05


「あ、名前ちゃんだ!やっほー!」


後ろを振り向くと、ぱたぱたと足音を響かせて小さな影が駆けてくる。「にしぞ、」「名前ちゃーん!」天馬君と同じように親しみを込めた(むしろあだ名に近い)ちゃん付けで手を振りながら笑顔で走ってきたのは、珍しいことに単体の西園君だった。小柄な体でぴょこぴょこ動く彼を見るたび、私はどうしても発電を自らの体で行うねずみのようなものを思い出してしまう。しかし何故だろう、西園君には誰よりも懐かれているような気がするのは…気のせいかな?そうだよね?広げられた両手からそっと目を逸らしながら飛んできたその体を受け止める。そこそこの衝撃は足を踏ん張って耐える。


「…えーと、西園君。
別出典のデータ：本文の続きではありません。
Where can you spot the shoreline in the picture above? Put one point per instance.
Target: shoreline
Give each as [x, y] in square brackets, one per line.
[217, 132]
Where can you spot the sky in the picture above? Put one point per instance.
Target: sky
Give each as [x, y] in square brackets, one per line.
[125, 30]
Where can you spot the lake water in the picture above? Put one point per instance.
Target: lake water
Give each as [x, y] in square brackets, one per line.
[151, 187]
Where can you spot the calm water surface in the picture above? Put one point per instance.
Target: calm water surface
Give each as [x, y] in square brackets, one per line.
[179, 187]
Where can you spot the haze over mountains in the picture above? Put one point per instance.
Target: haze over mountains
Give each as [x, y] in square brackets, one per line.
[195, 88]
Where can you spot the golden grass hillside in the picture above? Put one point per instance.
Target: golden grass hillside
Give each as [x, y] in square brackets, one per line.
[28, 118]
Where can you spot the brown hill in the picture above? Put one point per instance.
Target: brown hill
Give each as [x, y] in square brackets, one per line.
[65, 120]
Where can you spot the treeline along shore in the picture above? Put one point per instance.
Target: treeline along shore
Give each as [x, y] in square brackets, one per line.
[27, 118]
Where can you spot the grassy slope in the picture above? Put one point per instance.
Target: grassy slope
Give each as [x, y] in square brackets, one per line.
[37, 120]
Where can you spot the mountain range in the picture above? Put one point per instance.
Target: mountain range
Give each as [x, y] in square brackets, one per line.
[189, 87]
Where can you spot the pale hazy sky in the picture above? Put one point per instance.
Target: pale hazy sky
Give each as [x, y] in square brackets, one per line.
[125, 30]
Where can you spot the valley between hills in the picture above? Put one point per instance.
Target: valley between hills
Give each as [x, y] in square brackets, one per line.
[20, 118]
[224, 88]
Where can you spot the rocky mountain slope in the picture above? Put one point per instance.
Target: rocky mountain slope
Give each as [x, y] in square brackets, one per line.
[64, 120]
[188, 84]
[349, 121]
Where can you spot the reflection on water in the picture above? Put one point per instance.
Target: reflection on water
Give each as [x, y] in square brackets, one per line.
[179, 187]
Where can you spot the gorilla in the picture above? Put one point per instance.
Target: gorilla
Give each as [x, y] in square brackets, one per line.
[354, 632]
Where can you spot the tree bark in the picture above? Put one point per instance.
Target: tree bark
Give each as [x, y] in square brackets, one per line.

天馬君は一緒じゃないの?」
「今から天馬とオズロックを迎えに行くところなんだ。名前ちゃんは帰るところ?」
「うん。一回帰って、今日はバイト」
「なんだ、昨日雷雷軒にいたから今日は休みかと思ったのに…」
「ご、ごめんね」


残念そうな声に思わず謝りながら、そっと西園君を地面に下ろす。…あれ、いつの間に手を繋いだんだっけ?私より小さい西園君の手は、しっかり私の手のひらを握っている。「ねえ西園く、」「急がないと遅れちゃうんじゃない?名前ちゃん、行こう!」「う、うん…?」「ほらほら!早く帰るよー!」……あ、うん、いいや。西園君がいいならいいや。考えることをやめて首を振ると、西園君は不思議そうな顔をする。


「どうしたの、名前ちゃん」
「西園君には負けるなーって思っただけだよ」
「そうかな?」


こてん、と首を傾げる動作がまたあざとくて、西園君はずるい。ああ、こんな純粋無垢な西園君みたいな弟が欲しかったなあなんて考えながら、繋いだ手に引っ張られるまま歩き出す。そういえば明日から週末だけど、バイトは土曜と日曜、どっちに入ってたんだっけ…


四日目:夕方



(2014/12/16)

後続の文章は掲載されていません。